Taxes work in conjunction with inflation to impede your success. If a currency is inflating at five percent a year, then a year later you will need five percent more just to stay even. But some governments (including the United States) assess a tax on any capital gains you earn. So, if you want to keep up with the rotting of your money (inflation), you need to earn more than the inflation rate to cover the taxes. If you pay 33 percent in taxes, then you need to earn 7.5 percent in order to just stay even with five percent inflation. This is just an added demand of your life’s energy, and a way for the government to collect energy from you.

Currency Exchange Rates

Currency exchange rates reflect the varying value of different moneys. Remember that money is a STORE of energy, and that it’s value is determined when it is converted back into a product created by the energy of another person. If people suddenly become unwilling to accept your money for their energy, the products they produce become unavailable to you. People become unwilling to accept your money because they have doubts as to its future value (their future ability to convert it into the energy of others). These doubts sometimes arise all at once (as recently happened in Zimbabwe) or gradually over time (as has happened with the U.S. Dollar). In both cases, people left holding the currency “give up” some of the energy they originally used to acquire it.

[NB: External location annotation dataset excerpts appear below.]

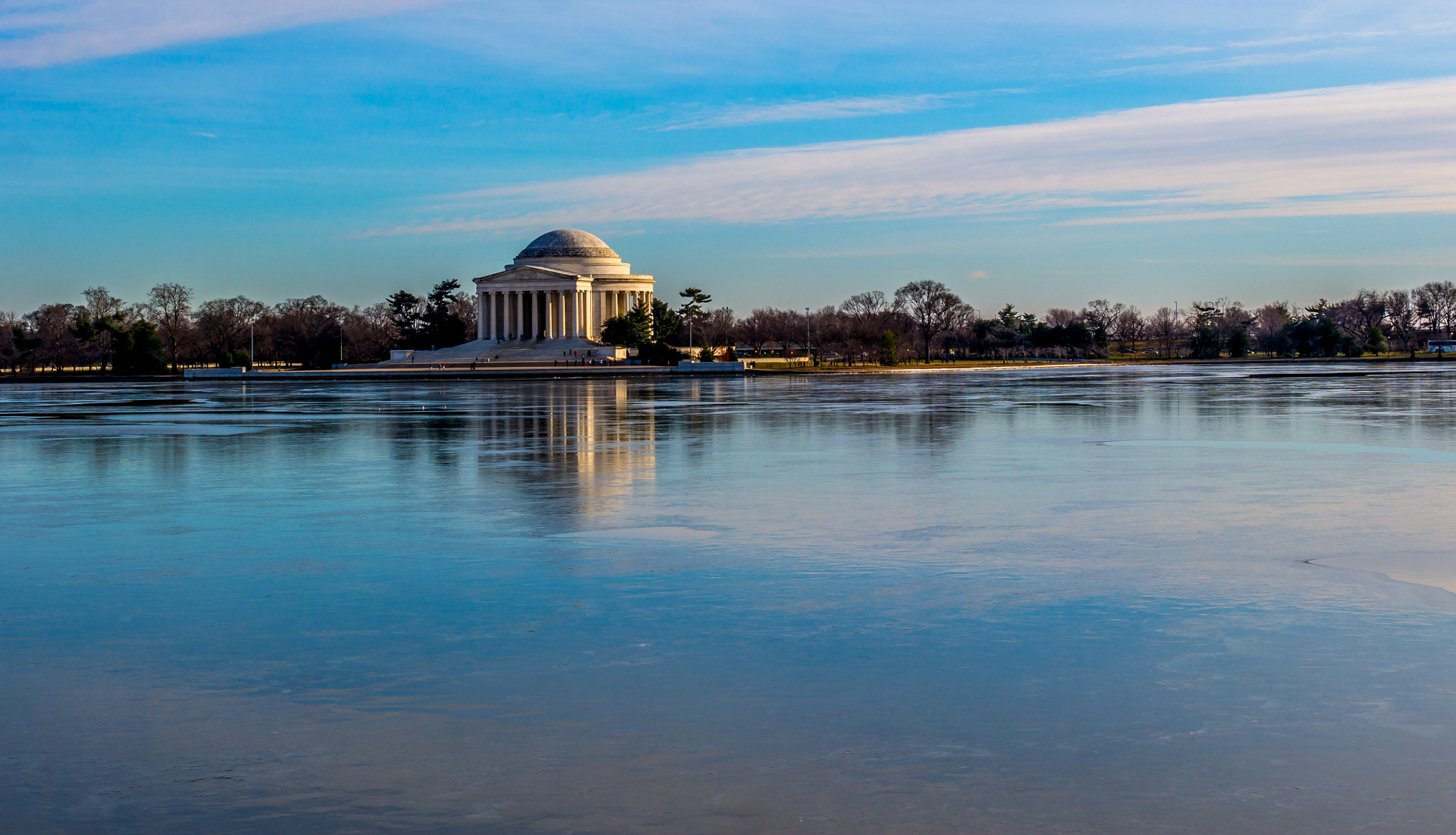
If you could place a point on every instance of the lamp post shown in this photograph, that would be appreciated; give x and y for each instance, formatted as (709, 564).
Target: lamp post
(808, 349)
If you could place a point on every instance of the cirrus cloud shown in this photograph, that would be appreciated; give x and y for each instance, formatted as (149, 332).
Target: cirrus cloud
(1374, 149)
(47, 33)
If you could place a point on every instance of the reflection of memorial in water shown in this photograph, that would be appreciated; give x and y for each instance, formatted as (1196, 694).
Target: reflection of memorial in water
(577, 442)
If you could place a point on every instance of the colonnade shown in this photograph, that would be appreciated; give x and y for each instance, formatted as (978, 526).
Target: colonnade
(552, 314)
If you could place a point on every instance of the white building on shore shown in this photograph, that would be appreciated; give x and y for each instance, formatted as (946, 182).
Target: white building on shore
(562, 286)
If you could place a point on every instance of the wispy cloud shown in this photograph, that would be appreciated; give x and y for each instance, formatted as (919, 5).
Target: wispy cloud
(1236, 62)
(46, 33)
(740, 115)
(1375, 149)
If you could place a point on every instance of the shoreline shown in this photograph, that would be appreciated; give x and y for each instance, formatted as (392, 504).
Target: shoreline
(1268, 365)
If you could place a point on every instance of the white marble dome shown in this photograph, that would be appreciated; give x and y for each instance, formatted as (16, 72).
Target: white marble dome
(567, 244)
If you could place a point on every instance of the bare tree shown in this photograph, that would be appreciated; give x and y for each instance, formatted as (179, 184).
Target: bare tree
(169, 307)
(309, 330)
(1165, 330)
(1436, 304)
(223, 324)
(51, 324)
(1129, 329)
(1400, 311)
(756, 330)
(933, 309)
(102, 305)
(715, 330)
(369, 331)
(1060, 317)
(1268, 326)
(868, 315)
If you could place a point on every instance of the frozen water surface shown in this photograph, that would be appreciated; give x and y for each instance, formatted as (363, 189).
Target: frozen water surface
(1068, 601)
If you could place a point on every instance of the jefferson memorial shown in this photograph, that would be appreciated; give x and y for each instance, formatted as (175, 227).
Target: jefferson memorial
(550, 302)
(562, 286)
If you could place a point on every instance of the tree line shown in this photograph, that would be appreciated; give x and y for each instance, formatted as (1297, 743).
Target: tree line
(922, 319)
(926, 321)
(171, 330)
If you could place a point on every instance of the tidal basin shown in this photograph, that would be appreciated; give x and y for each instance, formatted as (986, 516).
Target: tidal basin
(1047, 601)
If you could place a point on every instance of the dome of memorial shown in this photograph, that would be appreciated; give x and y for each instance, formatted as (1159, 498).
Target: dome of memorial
(568, 244)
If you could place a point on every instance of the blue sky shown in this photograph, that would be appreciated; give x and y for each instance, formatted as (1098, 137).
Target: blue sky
(775, 154)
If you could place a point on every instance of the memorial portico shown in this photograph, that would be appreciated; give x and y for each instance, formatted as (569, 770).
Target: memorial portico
(562, 286)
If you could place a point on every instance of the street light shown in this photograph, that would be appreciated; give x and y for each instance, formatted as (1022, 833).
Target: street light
(808, 349)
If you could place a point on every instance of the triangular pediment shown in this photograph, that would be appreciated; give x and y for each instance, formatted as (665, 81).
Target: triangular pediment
(526, 273)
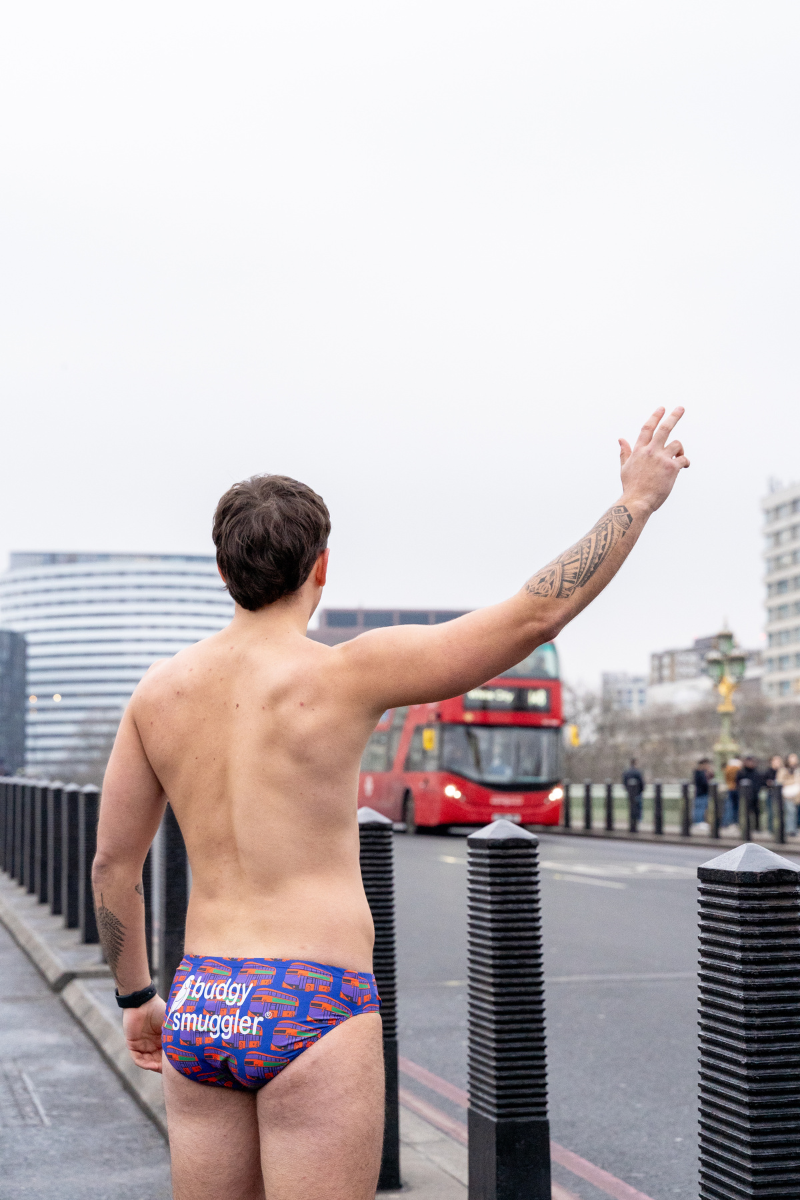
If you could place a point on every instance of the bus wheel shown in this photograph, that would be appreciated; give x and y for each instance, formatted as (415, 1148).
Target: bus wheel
(409, 816)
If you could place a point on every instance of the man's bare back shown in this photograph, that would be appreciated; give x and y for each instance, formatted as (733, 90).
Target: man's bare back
(256, 736)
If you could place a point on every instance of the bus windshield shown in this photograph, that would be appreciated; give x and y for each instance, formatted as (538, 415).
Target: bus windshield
(506, 755)
(542, 664)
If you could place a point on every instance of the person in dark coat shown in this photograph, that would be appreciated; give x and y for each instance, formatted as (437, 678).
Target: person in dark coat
(633, 781)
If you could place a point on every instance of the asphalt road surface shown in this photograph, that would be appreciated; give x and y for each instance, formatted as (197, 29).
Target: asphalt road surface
(620, 954)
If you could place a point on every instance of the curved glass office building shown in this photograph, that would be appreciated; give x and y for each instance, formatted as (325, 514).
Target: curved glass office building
(94, 623)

We will not go into a detailed tutorial on the currency and futures markets now. Just be aware that there are companies and individual speculators who try to predict the future value of a currency, and will buy or sell that currency in an attempt to make a profit. These speculators provide a valuable service by constantly pricing a currency and providing liquidity for those who need to convert currencies as a part of their business. The creation of derivatives have allowed these bets to become more and more leveraged and more and more intertwined. With derivatives, a price increase in cotton might have an impact on titanium prices, or vice-versa. Thus, even as we become more specialized, we become more inter-dependent.

Currency exchange rates have little direct impact on the individual consumer, since most of her purchases are in her native currency. However, to the extent that she buys imported goods (cars, gasoline, clothing) the changing value of currency exchange rates has an impact on her ability to convert money into products or services. Moreover, currency exchange rates indirectly influence the financial markets on a macro basis. As people evaluate their different options for storing energy, the weaker currencies will have to pay a higher interest rate to investors. Investors demand this in order to maintain or increase the value of their stored energy (money). Of course, rising or falling interest rates have an impact on the equity markets. They also have an impact on people’s expectations for inflation, and therefore commodity markets. Ultimately, all markets are interconnected.

Money as the basis for human interaction

Now that you understand the true nature of money (and investing), it should be obvious that money is our agreed upon way of exchanging energy between us. It is more convenient than barter. It is useful at any level from person-to-person to government-to-government. As we exchange products and energy with our neighbors, we become more tightly bound to each other. This is the road of peace, based upon mutual self-interest.